Opera numero dodici della cinematografia morettiana, Mia madre ha due anime, non soltanto attoriali – Moretti stesso e la Buy, che sembrano davvero fratelli – ma soprattutto tematiche. La prima anima è il cinema. Con gli occhi della Margherita regista, nel suo difficile rapporto con il Barry del buffo Turturro e con il resto della troupe, Moretti sviscera le dinamiche intime del set non per sterile vanagloria, ma perché per parlare di sé ha bisogno di calarsi nell’ambiente che meglio conosce e che più lo rappresenta. Nelle sue stupide brutture e nelle sue sincere bellezze, il set è rappresentato dai due punti focali di ogni film, la recitazione e la regia. Da una parte Barry, che vanta una collaborazione con Kubrick che mai c’è stata, e che fa ridere Margherita e la innervosisce, la esaspera e la consola, partecipe del dramma dell’attore sempre costretto nei panni di un altro, e che richiama estenuato la necessità di uscire dalla finzione del cinema. «Ho bisogno di realtà!», urla al termine dell’ennesimo ciak sbagliato. Dall’altra Margherita, del cui personaggio Moretti si serve per parlare della sua esperienza e prendendosi gioco di sé con la consueta ironia. Di fronte alla stampa, la regista ribadisce l’importanza di un cinema socialmente impegnato, la necessità di parlare al popolo, di parlare dei problemi del paese, mentre la voce off di lei stessa si fa beffa delle parole che sta pronunciando. Nell’analisi critica del proprio percorso, in cui da anni ripete una stanca cantilena a cui neanche lei crede più, sembra di rivedere il regista di Sogni d’oro, in costante contrasto con le esigenze del suo pubblico, o il giovane funzionario del PCI di Palombella rossa, scoraggiato dalle ennesime sconfitte, che non sa più cosa dire ai giornalisti. Con un personaggio scopertamente autoreferenziale incarnato da una Margherita Buy insolitamente in parte, Moretti si concede un’acuta riflessione sul ruolo del regista, despota suo malgrado di una troupe che è costretta a concedergli ogni vizio, ad accontentare ogni sua richiesta. «Margherita, ma se il regista chiede…», le dice l’aiuto regista durante le riprese di una scena in strada. «Il regista, il regista…», lo interrompe furiosa Margherita, «Il regista è uno stronzo a cui voi permettete di fare di tutto!».

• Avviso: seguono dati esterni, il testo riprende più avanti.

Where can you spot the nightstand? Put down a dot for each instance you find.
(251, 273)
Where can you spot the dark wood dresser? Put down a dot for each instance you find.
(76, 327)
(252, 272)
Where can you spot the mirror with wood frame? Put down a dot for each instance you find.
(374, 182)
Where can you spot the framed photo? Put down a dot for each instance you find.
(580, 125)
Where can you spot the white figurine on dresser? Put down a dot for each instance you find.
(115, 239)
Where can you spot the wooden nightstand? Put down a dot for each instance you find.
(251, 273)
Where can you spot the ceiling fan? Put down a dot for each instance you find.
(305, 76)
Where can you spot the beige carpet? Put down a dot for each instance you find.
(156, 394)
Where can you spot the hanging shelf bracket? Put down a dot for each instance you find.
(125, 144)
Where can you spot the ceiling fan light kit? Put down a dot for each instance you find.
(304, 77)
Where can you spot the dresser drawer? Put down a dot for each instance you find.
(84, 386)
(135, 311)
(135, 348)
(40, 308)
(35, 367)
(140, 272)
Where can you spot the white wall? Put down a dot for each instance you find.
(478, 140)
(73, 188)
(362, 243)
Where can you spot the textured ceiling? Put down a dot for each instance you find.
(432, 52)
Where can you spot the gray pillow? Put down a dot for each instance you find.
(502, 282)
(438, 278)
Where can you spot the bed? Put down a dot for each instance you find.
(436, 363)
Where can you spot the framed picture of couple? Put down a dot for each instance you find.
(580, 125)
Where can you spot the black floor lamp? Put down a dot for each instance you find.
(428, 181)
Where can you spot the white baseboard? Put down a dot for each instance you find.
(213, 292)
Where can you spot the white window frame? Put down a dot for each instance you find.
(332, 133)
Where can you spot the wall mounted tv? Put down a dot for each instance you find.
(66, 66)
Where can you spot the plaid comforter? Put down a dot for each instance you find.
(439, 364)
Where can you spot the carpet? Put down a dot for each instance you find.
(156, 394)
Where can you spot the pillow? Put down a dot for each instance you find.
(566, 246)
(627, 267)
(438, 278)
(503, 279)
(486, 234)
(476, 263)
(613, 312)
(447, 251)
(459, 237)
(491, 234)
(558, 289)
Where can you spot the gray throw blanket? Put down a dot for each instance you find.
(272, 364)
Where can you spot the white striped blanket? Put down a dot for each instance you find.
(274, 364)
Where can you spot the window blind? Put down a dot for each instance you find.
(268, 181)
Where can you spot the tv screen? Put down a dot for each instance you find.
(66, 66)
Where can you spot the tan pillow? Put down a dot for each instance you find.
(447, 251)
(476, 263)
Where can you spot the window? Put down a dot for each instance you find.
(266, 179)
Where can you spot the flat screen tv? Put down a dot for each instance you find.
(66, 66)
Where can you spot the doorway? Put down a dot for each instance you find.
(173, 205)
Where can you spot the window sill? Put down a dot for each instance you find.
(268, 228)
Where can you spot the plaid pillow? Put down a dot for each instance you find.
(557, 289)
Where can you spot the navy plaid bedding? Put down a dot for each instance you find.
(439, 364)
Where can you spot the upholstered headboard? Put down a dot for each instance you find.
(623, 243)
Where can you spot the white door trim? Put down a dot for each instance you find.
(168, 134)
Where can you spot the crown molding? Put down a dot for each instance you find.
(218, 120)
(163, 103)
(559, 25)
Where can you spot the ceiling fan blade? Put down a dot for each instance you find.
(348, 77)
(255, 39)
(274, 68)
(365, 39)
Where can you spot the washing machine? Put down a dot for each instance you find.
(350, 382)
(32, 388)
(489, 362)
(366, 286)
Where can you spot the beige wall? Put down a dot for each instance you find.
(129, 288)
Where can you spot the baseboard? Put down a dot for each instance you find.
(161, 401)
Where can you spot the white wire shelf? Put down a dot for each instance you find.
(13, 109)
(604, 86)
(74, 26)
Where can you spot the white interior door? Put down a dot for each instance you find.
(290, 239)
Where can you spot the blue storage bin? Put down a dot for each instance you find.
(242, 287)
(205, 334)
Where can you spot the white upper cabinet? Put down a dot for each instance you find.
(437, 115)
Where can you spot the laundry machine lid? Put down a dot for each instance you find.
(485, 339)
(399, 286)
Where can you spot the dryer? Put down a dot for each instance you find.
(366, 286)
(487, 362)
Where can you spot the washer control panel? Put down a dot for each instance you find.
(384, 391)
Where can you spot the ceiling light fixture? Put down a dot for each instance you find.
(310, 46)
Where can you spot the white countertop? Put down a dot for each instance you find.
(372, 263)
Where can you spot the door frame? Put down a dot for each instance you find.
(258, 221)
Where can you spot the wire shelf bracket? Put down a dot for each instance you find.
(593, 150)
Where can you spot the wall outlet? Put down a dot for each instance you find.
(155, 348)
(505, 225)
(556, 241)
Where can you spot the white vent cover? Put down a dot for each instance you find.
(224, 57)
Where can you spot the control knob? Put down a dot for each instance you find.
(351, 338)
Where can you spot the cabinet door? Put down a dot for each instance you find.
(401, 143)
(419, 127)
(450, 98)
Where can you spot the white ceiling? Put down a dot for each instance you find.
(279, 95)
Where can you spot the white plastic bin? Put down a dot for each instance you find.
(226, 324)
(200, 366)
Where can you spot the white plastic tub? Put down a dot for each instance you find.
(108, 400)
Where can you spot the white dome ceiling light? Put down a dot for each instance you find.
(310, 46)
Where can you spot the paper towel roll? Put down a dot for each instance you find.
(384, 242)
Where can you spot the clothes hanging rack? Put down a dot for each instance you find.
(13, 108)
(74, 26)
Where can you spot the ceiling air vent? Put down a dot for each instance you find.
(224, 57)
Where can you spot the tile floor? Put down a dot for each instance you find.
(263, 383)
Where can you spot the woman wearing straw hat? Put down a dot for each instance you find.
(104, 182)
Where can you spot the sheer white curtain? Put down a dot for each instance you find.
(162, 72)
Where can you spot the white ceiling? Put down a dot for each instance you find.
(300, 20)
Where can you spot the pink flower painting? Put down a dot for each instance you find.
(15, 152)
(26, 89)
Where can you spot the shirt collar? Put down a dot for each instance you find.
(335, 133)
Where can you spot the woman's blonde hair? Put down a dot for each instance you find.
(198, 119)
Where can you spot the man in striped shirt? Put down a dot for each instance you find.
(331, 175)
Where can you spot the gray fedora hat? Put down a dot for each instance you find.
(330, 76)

La seconda anima del film è la vita. Con il cuore della Margherita figlia e madre, Moretti indaga il proprio dolore, la scomparsa cinque anni fa di sua madre Agata, che di cognome faceva Apicella come il Michele protagonista di tanti suoi film, da Io sono un autarchico a Palombella rossa, e che avevamo visto in Aprile. Giovanni e Margherita la assistono, vicini eppure infinitamente distanti da una madre che riescono soltanto a sfiorare. Le incomprensioni familiari, le decisioni difficili di un percorso ancora ignoto, le ineluttabili vie della vita che si intrecciano con quelle del cinema sono le colonne del film e di una cinematografia, e Bianca ne è l’emblema, da sempre in tensione verso le corde di Truffaut, con cui condivide un’idea cardine: il cinema influenza la vita e la vita influenza il cinema. All’interno del racconto intimo delle vicende dei personaggi Moretti si affida spesso a squarci di sobrio onirismo, così come aveva fatto nell’analogo Sogni d’oro, quasi che il sogno fosse componente imprescindibile della narrazione metacinematografica, specchio e analisi della propria condizione presente e passata. Dalle evasioni soltanto immaginate della madre Ada alle eleganti incursioni nel passato di Margherita fino al brusco risveglio notturno nella casa allagata che tanto ricorda l’incubo di Jean-Louis Trintignant nello straordinario Amour di Michael Haneke, Mia madre vive di una delicatezza sospesa, di uno smarrimento proprio della vecchiaia, forse quello stesso smarrimento che sovente accompagna la perdita degli affetti vicini. Mater semper certa est, pater numquam, dicevano i latini. “La madre è sempre certa, il padre mai”. Nel bel mezzo di una scena Margherita si blocca, attonita, in piedi di fronte a Barry, e si rende conto che presto perderà sua madre, per sempre. «Dove finiranno tutti quei libri…», dice smarrita, parlando ad alta voce, «Dove finiranno tutti quegli anni di studio…». Barry, toccato, le sfiora teneramente la guancia destra. Margherita torna in sé, si volta. «Motore!».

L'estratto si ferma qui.